Growing up in a family of seven sisters has always been the highlight of my life and felt like a privilege. However, whenever it came to family decisions about who went to the best schools, or had holiday trips, it was always me who was the priority. It never dawned on me how happy my childhood was at the cost of my sisters’ school pocket money.
My sister Stella has always been my go-to person; after graduating from pre-primary school, Stella and I separated and she was taken to a low-cost primary school whereas I went to an international primary school in Kampala. The look she had on her face at the end of the school day bothered me, as she shared stories of how she had to walk 10km to school and back, being bothered by men, while I got to drive in a school bus. As a boy, I was always reminded about how prestigious it was for me to have many sisters, not for the reasons you might think, but the bride price that would come in handy as they were being married off. This got me reflecting on how hard it was being a girl in our patriarchal community. I knew that I did not want this to happen to my Stella.
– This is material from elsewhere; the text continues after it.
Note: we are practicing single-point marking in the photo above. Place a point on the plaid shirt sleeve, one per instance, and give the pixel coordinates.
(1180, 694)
These daily heart-to-hearts created in me a feeling of the unfairness that Stella was facing at the cost of me having the ‘time of my life’. This was not unique to my family, but was common for girls in the community where I grew up. This created in me a concern that later grew into a passion for change and a desire to be a champion of gender equality. When I first started as a volunteer for Girl Up Initiative Uganda (GUIU), I realized that I had found an organization that believed in the same vision as me. GUIU has several programs, but it is the Boy Champions Project, which I now lead, which is my true passion. This program engages boys as agents of gender equality and social-norm change in their schools and communities. During our sessions, we talk about life skills, advocacy, showing solidarity, and leadership. I believe these to be at the core of what makes a mere boy into a “Boy Champion for Gender Equality.” It is through these activities with the boys that I realized my own need for more knowledge, which pushed me to apply for a postgraduate diploma in Gender at Makerere University. Here, I gained a deeper understanding of my role as a man in advancing gender equality. I have since been a better role model to boys and girls intending to push for gender equality in their communities.
As a Boy Champion, it is my role to be the voice of the voiceless girls in my community, to empower them to speak out, and with this, I believe that I am creating a stronger movement of gender equality champions.